That seems to settle the question: We're back to the boom years of the mid-century!

But what if Americans grade the economy on a curve?

Taking the above graph as evidence the American economy is back to full health requires an implied assumption: That if you asked an American in 1962 and an American in 2018 to describe a "good" economy, they'd both describe the same thing. In wonk-speak, you're assuming their baseline for judging the economy has remained unchanged over time.

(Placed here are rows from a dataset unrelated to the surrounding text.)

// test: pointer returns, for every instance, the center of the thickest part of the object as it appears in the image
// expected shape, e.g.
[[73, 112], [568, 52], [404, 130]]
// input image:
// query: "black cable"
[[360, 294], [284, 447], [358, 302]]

But that's actually a pretty silly assumption to make. Richard Curtin, the University of Michigan economist who runs the surveys, points out in his own research that respondents are only human. If you ask them whether the economy is good or bad, they must, even if only unconsciously, first answer the question "compared to what?" Most people today don't even have direct memories of the 1960s. Many more people were around for the late '90s boom, but even that is now filtered through the haze of time. What most people understandably end up instinctively doing is comparing the current economy to more recent experience.

"You look at 3 percent growth in the mid-'60s, and people would say, hey, this is getting troublesome," Curtin told The Week. "But over the past 10 years, how does 3 percent or 4 percent GDP growth look? It looks pretty good!"

If you dig a little into the Michigan survey data, the problem becomes visible quite quickly.

The survey actually has multiple subcomponents. One asks people about current economic conditions — how they're doing right now. The other asks about their expectations — how they think they'll be doing in the near future. And if you think the results from the overall consumer sentiment index are remarkable, you should see how Americans assess current economic conditions specifically.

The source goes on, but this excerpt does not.